Obama-Era DHS Whistleblower Haney Found Dead of Gunshot Wound, Police Say

Obama-Era DHS Whistleblower Haney Found Dead of Gunshot Wound, Police Say
The Homeland Security Department headquarters in northwest Washington. Manuel Balce Ceneta/AP Photo
Katabella Roberts
Updated:
Officials have begun an investigation after former Department of Homeland Security (DHS) whistleblower Philip Haney was found dead on Feb. 21 of a gunshot wound, according to local authorities.
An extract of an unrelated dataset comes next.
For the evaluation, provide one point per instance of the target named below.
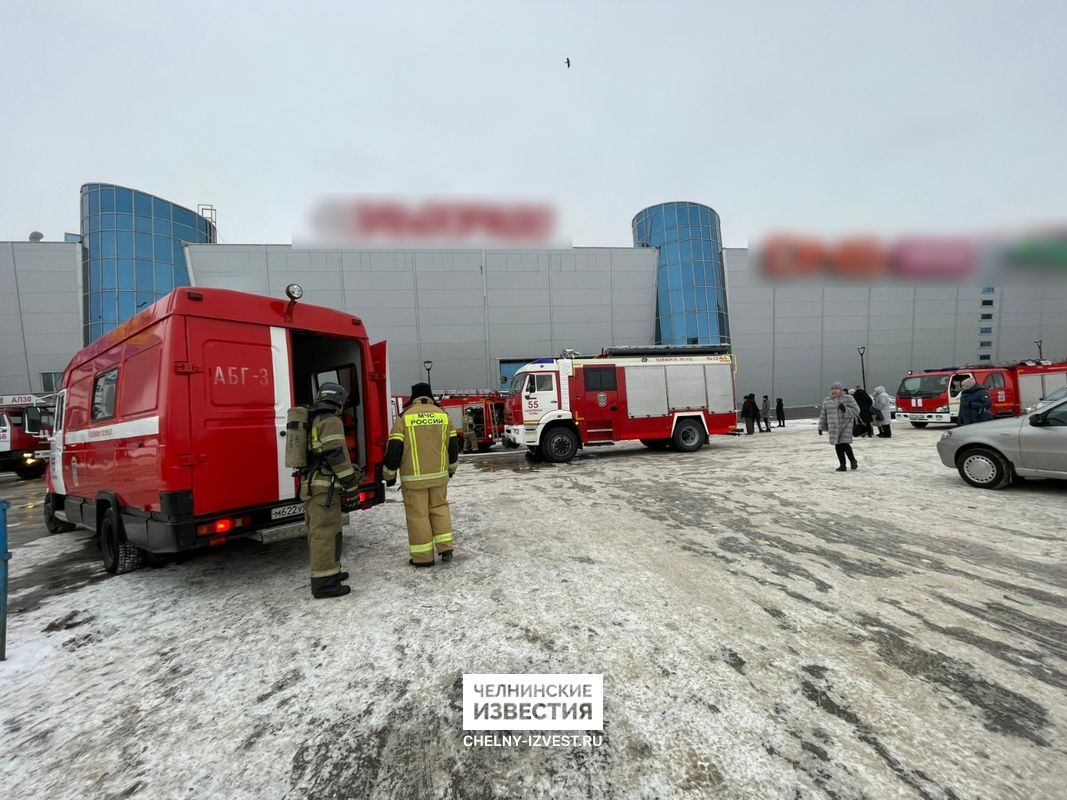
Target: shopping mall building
(478, 314)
Haney, 66, an outspoken critic of the Obama administration, alleged that the government shut down a surveillance program that could have prevented the 2015 Islamic terrorist attack in San Bernardino, California.
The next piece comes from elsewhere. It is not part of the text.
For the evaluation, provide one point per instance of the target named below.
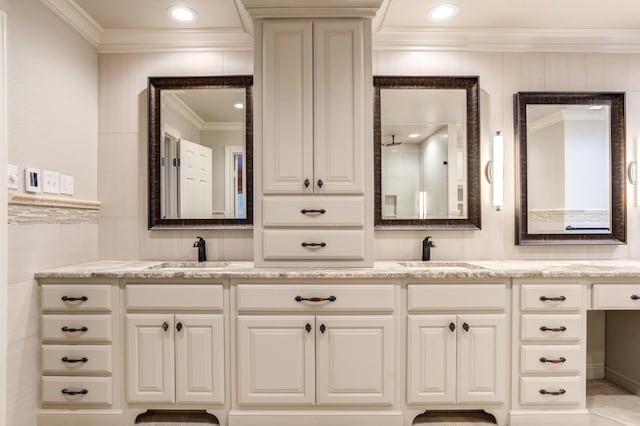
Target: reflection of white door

The Amador County Sheriff’s office confirmed to the Washington Examiner that they responded to reports on Feb. 21 of a male with a gunshot wound, about 40 miles east of Sacramento.

“At approximately 1012 hours, deputies and detectives responded to the area of Highway 124 and Highway 16 in Plymouth to the report of a male subject on the ground with a gunshot wound,” they said in a statement.

“Upon their arrival, they located and identified 66-year-old Philip Haney, who was deceased and appeared to have suffered a single self-inflicted gunshot wound. A firearm was located next to Haney and his vehicle. This investigation is active and ongoing. No further details will be released at this time.”

A statement from Frank Gaffney, the executive chairman of the Center for Security Policy, described Haney as “one of our most brilliant, most dedicated and most devout comrades-in-arms.”

“While the details are sketchy at the moment, Phil went missing on Wednesday in the area he called home in northern California to which he returned after the passing of his beloved wife, Francesca, following a long struggle with a series of terrible health afflictions. On Friday morning, a sheriff’s deputy finally found his body with a gunshot wound to the chest,” the statement read.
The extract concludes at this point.